Forum Discussion

vsunilbabu's avatar
vsunilbabu
New Contributor II
5 years ago

Change datatypes dynamically of every column

Hello everybody,

Need help creating a pipeline. The data am working on looks like below:

Header
Datatype
Data
Data
Data

This is a CSV file so every column comes as a string. I want to create a pipeline which will look at the first row and change the datatype of that particular column using mapper.

My thought was to initially find only columns in the form of a table(group) and pass one by one as a parameter into a mapper placed within a pipeline execute. The mapper within the pipeline will have something similar to group[1].contains(‘date’)?Date.parse(_parameter):group[1].contains(‘char’)?_parameter:group[1].contains(‘char’)?_parameter:parseInt(_parameter)

Can anyone help me how to bring out only column names as an array/table so that I can try out my logic.

(OR) if you have any other easier method to do this, then can you please share.

Thanks,
Sunil

6 Replies

  • vsunilbabu's avatar
    vsunilbabu
    New Contributor II

    Because I was stuck, unable to come up with list of column names to pass into pipeline execute as parameters, I used CSV generator initially to test my logic. I could not do it.

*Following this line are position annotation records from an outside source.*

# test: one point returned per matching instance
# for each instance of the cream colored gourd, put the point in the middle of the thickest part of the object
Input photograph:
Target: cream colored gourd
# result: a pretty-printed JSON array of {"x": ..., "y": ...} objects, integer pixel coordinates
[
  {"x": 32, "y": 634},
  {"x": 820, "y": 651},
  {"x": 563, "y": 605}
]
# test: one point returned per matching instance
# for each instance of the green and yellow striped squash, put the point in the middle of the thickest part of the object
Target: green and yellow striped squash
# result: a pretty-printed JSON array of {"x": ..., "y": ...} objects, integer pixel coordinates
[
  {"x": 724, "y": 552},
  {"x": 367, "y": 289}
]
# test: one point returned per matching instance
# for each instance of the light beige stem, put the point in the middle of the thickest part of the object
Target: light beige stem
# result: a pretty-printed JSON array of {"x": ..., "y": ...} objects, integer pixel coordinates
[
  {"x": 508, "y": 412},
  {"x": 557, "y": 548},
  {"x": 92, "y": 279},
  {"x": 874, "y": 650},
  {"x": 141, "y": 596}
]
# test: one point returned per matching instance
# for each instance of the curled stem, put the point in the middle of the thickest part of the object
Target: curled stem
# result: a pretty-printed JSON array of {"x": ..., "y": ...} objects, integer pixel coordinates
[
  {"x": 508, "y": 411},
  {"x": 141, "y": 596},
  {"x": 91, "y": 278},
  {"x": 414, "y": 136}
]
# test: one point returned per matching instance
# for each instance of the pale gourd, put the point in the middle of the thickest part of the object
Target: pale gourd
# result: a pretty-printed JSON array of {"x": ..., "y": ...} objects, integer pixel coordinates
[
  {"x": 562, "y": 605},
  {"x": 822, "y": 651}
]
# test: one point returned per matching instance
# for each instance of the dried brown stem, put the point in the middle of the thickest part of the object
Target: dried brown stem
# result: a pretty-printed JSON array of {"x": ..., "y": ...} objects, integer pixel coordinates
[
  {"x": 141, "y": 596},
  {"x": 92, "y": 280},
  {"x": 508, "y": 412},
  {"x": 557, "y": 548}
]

    Any help is appreciated. Pipeline should look at the first row and change the datatype of that column.
    Thanks in advance.

    Regards,
    Sunil

    • tstack's avatar
      tstack
      Former Employee

      The CSVParser has some functionality for doing type conversion, but the types are expected to be in a separate file (see the Input Views section of the doc).

      If you are not able to get your data in that form, I’m attaching an example pipeline that might do what you want. This pipeline uses a Router snap to split the first row off and then a Join to merge it back in with all the remaining rows. A Mapper snap is then used to do the type conversion with the following expression:

      $.mapValues(
          (value, key) => match $types.get(key) {
              'char' => value,
              'integer' => parseInt(value),
              'date' => Date.parse(value, "dd/mm/YY"),
              _ => value
          }
      )
      

      Since that’s a little involved, I’ll go into some more detail. First, the mapValues() method is used to rewrite the value of each property in the input document. That method takes a callback that does the actual work. The callback uses the match operator to check the type of each property and then executes the conversion expression (e.g. the type of “Priority” is “integer”, so the match arm with parseInt(value) is executed).

      TypeConversion_2019_09_16.slp (10.5 KB)

  • @vsunilbabu If Create new table if not present option is selected without providing the schema in a secondary input view, varchar will be used for all the column’s data types.

    In your use case, you can provide the schema of the table that you want to create in a second input view to get exactly the data type that you want in the Snowflake Table.

    The first example mentioned in the Snowflake Bulk Load snap’s documentation covers a similar use case with an example: https://docs-snaplogic.atlassian.net/wiki/spaces/SD/pages/1438549/Snowflake+-+Bulk+Load

    cc: @dmiller